8. Record your presentation

Make sure you’re recording the presentation to reference later, not just for everyone else but for yourself too. It allows you to rewatch the feed to review questions and commentary, and also to perceive your mannerisms and dynamic content. You can use that information to build a better presentation later.

9. Leverage the Zoom tools

There’s a host of tools you can use with Zoom, including screen sharing, annotations, live polling, and much more. Incorporate them into your presentation whenever possible, and don’t forget they exist! They can help make the experience more fun, engaging, and memorable.

10. Keep it interesting

It’s easy when you’re talking, especially about dull subjects, to lose your audience. One way to keep them invested and interested is to add the occasional “boom” moment. It’s an impactful instant, like a shocking statistic, joke, or alarming point, that ties together everything you’ve been talking about up until that moment.

The follow-up

After the presentation is completed, don’t make the mistake of thinking your work is all done. The first thing to do is make the media and the recording of the presentation available so that anyone who wants to can go back and review the experience.

Next, you need channels in place to collect feedback.
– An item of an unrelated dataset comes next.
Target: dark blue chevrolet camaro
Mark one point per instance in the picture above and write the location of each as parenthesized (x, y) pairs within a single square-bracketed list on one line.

People will have follow-up questions and concerns, and they may want you to clarify certain points. Also, you’ll want people to share their experiences. What did they enjoy? What did they dislike? How could you have improved as a presenter? Don’t be too scared to ask these questions, as they’ll help improve your Zoom presentation skills.

Finally, consider wrapping it all up with a nice bow by giving away free content or materials to those who attended the event, like a free e-book written by you or your colleagues, or a promo code to your storefront.

With these ideas in mind, you’ll be ready to knock your next Zoom presentation or remote meeting out of the park!